I was wondering if the Wolves that were gathering with the Goblins of the Misty Mountains were just ordinary Wolves or were they Wargs?


----------



## Calimehtar (Jan 3, 2003)

By that, it says just wolves. So, I might be wrong in thinking that those were Wargs. But in The Fellowship of the Ring, I believe Wargs were coming their direction when they were deciding on whether to go in Moria or not. Let me look for that...
\/\/\/\/\/\/\/\/\/\/\/\/\/\/\/\/\/\/\/\/\/\/\/\/\/\/
*The Hobbit: Chapter 6: Page 98* 
*Version: Del Rey Paper Back* 
*All of a sudden they heard a howl away fown hill, a long shuddering howl. It was answered by another away to the right and a good deal nearer to them; then by another not far away to the left. It was wolves howling at the moon, wolves gathering together!* 
\/\/\/\/\/\/\/\/\/\/\/\/\/\/\/\/\/\/\/\/\/\/\/\/\/\/\/
Anyways, I always thought those were Wargs until I was asked to look up the quote and found this. Here they are called Wolves every time but in The Fellowship of the Ring they are called Wargs every time. Does anyone know where it says they are Wargs in The Hobbit? What about the Battle of Five Armies... I think those might have been Wargs. If I find the quote, I'll post it on here.


----------



## FoolOfATook (Jan 4, 2003)

> But even the wild Wargs (for so the evil wolves of the Edge of the Wild were named) cannot climb trees.

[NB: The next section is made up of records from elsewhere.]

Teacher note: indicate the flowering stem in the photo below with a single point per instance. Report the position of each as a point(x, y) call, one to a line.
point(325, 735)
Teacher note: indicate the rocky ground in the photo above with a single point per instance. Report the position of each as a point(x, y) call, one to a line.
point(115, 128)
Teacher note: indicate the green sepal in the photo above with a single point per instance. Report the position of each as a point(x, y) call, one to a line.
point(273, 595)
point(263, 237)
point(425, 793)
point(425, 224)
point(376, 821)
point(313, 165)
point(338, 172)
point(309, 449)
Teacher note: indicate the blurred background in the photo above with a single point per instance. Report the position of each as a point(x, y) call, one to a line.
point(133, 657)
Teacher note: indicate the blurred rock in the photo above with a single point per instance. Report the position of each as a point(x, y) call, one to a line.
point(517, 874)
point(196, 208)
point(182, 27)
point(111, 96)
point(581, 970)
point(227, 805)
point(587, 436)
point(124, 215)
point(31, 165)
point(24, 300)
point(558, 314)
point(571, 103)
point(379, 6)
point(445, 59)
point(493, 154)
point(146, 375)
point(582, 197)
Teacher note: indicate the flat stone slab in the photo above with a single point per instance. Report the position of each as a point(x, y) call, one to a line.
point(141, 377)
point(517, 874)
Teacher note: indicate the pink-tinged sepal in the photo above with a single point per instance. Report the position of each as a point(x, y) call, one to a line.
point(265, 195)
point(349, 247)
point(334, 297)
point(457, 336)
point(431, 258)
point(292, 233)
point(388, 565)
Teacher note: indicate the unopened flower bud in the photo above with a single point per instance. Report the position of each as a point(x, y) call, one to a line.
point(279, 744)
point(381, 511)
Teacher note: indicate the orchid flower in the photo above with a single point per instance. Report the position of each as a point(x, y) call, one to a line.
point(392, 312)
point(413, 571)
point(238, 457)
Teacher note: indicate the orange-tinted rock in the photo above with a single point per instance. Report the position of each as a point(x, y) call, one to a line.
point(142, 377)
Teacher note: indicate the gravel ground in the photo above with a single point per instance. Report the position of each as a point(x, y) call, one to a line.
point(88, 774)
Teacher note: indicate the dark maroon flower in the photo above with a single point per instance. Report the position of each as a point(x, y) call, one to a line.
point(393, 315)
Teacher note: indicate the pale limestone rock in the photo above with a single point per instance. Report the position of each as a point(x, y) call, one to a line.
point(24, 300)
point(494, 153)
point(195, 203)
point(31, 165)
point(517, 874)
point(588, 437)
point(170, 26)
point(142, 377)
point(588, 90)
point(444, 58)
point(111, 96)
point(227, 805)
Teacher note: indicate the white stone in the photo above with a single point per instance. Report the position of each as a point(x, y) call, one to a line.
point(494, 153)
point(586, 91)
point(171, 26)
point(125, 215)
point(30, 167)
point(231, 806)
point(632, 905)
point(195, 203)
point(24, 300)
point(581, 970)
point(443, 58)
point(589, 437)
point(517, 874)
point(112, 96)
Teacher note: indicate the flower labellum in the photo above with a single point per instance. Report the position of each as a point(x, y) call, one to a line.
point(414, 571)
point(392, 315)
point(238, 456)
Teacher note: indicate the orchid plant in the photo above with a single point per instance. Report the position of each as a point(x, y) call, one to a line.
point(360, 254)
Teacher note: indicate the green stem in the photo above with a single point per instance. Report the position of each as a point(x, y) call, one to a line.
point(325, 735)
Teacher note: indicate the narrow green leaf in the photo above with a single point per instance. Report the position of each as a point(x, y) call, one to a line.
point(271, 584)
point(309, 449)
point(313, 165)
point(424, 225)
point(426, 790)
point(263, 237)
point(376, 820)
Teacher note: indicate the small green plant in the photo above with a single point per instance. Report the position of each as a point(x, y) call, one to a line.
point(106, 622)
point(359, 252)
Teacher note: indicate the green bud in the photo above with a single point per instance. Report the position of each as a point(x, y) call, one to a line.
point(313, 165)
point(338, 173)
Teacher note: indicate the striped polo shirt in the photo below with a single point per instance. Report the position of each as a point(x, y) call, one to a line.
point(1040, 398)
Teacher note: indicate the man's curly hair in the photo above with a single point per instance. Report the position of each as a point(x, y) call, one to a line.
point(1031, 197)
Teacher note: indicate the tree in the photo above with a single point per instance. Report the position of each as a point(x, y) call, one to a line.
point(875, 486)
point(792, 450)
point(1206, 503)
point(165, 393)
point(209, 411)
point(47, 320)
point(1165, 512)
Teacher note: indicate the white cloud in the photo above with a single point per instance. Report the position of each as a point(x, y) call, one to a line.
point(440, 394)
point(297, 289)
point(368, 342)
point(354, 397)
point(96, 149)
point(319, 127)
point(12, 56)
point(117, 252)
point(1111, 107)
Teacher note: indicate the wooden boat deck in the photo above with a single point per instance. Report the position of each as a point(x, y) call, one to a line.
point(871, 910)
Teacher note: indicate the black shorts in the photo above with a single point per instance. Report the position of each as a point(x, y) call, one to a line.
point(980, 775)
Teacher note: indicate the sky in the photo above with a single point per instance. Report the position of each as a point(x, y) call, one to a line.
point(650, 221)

> The Wargs and the Goblins often helped one another in wicked deeds





> Every now and then all the Wargs in the circle would answer their grey chief all together, and the dreadful clamour almost made the hobbit fall out of his pine-tree



All of these quotations are from Chapter 6 of _The Hobbit_. I'm using _The Annotated Hobbit_, and they agree with my Houghton Mifflin edition. It was indeed a pack of Wargs who attacked the company after their escape from the Goblins in the Misty Mountains.


----------



## Calimehtar (Jan 8, 2003)

OK Thanks! I knew it was Wargs in the Battle of 5 Armies, but wasn't sure about the Pine Trees and all.


Thanks,
Cali'


----------